I would like to invite Melody and the choir to lead us in a closing hymn that reminds us of the hope of the resurrection for those who call upon the name of Jesus, It is Well With My Soul.

A little background: Horatio Spafford, who wrote the hymn we are about to sing, lost everything in the great Chicago fire of 1871. His four-year-old son also died that year.  Then, in 1873, his wife and four daughters were on a steamship that went down in the Atlantic, and only his wife was saved. On a ship to meet his grieving wife after the disaster, as they were near the spot where his daughters had succumbed to the sorrowful rolling sea billows, Spafford wrote the words that would become the famous hymn. 

Let’s sing together.

What happens to us after we die? Horatio Spafford knew. For all those who have called upon the name of Jesus Christ – who have been washed clean by the abundant grace of God – paradise awaits. 

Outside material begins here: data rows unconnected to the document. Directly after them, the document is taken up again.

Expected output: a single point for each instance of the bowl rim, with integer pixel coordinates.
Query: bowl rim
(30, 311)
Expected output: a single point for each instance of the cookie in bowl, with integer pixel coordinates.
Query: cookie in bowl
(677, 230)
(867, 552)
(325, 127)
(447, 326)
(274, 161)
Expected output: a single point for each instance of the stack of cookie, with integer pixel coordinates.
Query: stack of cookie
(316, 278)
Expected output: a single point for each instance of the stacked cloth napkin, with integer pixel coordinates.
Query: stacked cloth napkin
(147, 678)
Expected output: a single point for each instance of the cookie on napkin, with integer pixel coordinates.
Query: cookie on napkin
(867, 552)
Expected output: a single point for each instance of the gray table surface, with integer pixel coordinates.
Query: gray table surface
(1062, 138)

We long for the day when the trump shall resound and the Lord shall descend. Until then we have a purpose to fulfill: to live for God. To share the good news of his cleansing love. To care for those who are less fortunate than we are, the Lazarus at our gates. To do right, to love mercy, and to walk humbly with God. 

Those who fear the Lord and live for Him need have no fear of death. May this be true for each of us as we go from here today.

Let us pray:

Lord, we are grateful for your endless love. You pick us up and wash our feet time and time again. Thank you for giving us the grace of your forgiveness for the times we’ve made a mess of things. And thank you for giving us the strength to walk closer to you all along the way.

Father, we are also grateful that you desire to be with us in Paradise. May we never fear death, but always remember that to be absent from the body is to be present with you. 

Lord, please be with those who are coming face to face with the reality of dying. Use us to share with them the good news that death does not need to be feared, but that you have overcome the power of death and the grave. Grant us the right words to say to bring hope in Jesus name.